Hi,
I’m having a weird problem with autograd in recent PyTorch. I’m trying to make a simple example following the official documentation, but instead of in Python, I want to do it in C++ for basically having a test case. Here’s my code:
#include <iostream>
#include <torch/torch.h>
int main() {
if (torch::cuda::is_available()) {
std::cout << "CUDA device is available.\n";
} else {
std::cout << "CUDA device is not available.\n";
}
try {
auto test = torch::ones({2, 2}, at::requires_grad()).cuda();
if (test.device().type() == torch::kCUDA) {
std::cout << "We are using CUDA\n";
} else if (test.device().type() == torch::kCPU) {
std::cout << "Oops... we are supposed to run on CUDA GPU, but we are running on CPU.";
} else {
std::cout << "Uuuhm, we are supposed to run on CUDA GPU, but we are not even running on CPU.";
}
auto a = torch::ones({2, 2}, torch::TensorOptions().dtype(torch::kFloat).requires_grad(true)).cuda();
auto b = torch::randn({2, 2}, torch::TensorOptions().dtype(torch::kFloat)).cuda();
std::cout << "a: " << a << "\n";
auto c = a + b;
std::cout << "c: " << c << "\n";
auto cgrad = c.grad();
std::cout << "cgrad : " << cgrad << "\n";
// tried this - doesn't work either
// torch::Tensor a_grad = torch::tensor({1.0, 0.1, 1.0, 0.01}, torch::TensorOptions().dtype(torch::kFloat)).cuda().view({2,2});
torch::Tensor a_grad = torch::tensor({1.0, 1.0, 1.0, 1.0}, torch::TensorOptions().dtype(torch::kFloat)).cuda().view({2,2});
std::cout << "a_grad: " << a_grad << "\n";
// tried this as well, also doesn't work
// c.sum().backward(a_grad); // a.grad() will now hold the gradient of c w.r.t. a.

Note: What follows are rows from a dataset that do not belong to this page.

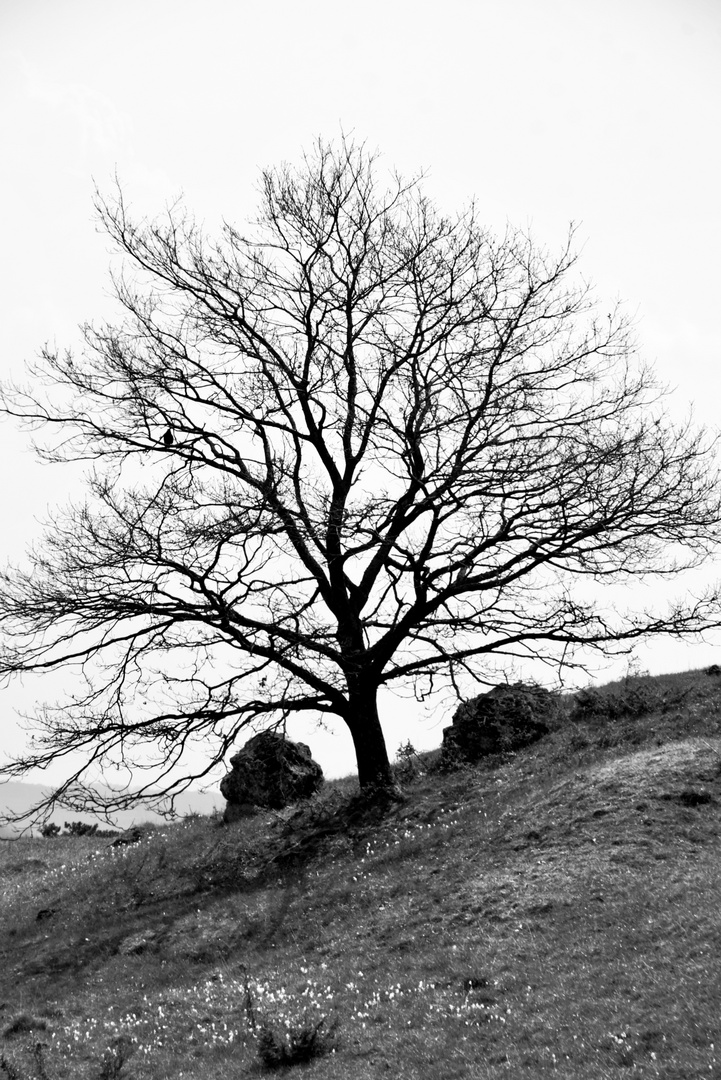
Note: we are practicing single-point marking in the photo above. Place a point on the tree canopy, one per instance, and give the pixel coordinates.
(357, 445)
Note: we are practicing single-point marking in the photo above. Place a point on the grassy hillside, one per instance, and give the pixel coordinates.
(556, 913)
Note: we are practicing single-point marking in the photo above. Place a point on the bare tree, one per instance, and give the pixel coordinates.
(363, 445)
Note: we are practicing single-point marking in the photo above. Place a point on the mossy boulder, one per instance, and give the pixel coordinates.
(505, 719)
(269, 772)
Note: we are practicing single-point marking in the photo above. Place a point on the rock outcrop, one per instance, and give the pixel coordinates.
(269, 772)
(504, 719)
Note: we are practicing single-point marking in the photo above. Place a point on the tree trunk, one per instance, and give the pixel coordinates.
(375, 771)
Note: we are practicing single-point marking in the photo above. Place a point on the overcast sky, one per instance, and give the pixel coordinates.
(601, 111)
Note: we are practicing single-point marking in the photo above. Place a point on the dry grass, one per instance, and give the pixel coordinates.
(557, 914)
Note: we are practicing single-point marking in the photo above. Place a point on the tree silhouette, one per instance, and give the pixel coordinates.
(397, 446)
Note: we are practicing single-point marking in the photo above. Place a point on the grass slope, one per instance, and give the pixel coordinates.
(556, 913)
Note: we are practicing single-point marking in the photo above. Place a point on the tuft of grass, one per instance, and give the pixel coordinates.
(551, 913)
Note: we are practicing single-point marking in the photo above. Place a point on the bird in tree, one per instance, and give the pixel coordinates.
(380, 397)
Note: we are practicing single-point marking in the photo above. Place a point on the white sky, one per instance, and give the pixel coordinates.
(603, 111)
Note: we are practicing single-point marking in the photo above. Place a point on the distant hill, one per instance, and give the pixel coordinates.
(17, 797)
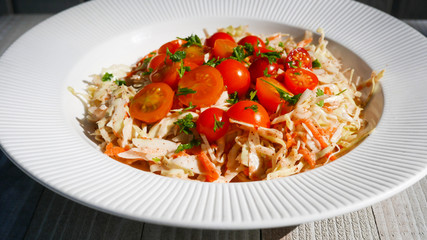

c.sum().backward(); // a.grad() will now hold the gradient of c w.r.t. a.
std::cout << "a.grad(): "<< a.grad() << "\n";
std::cout << "a_grad: "<< a_grad << "\n";
torch::Tensor g_loss = torch::binary_cross_entropy(a, b);
g_loss.backward();
std::cout << "g_loss: " << g_loss << "\n";
std::cout << "a.grad(): " << a.grad() << "\n";
} catch (const c10::Error& e) {
// this was the original code (for CPU) that worked fine on PyTorch 1.2
std::cout << e.what() << "\n";
auto test = torch::ones({2, 2}, at::requires_grad());
if (test.device().type() == torch::kCPU) {
std::cout << "We are using CPU\n";
} else if (test.device().type() == torch::kCUDA) {
std::cout << "Oops... we are supposed to run on CPU, but we are running on CUDA GPU.";
} else {
std::cout << "Uuuhm, we are supposed to run on CPU, but we are not even running on CUDA GPU.";
}
auto a = torch::ones({2, 2}, at::requires_grad());
auto b = torch::randn({2, 2});
auto c = a + b;
c.backward(a); // a.grad() will now hold the gradient of c w.r.t. a.
std::cout << c << "\n";
}
return 0;
}
I’ve played around with different versions of it. You can see the CPU specific code section is showing the previous structure I used before PyTorch 1.2 (it’s showing CPU variants, but was basically equivalent for GPU as well). The new style I’m trying to write currently only sits in the GPU section. This is done for illustration purposes here, but I’m actually trying the same for both. This is to account for the change in how autograd deals with passing the dispatch & Jacobian to construct the gradients (link).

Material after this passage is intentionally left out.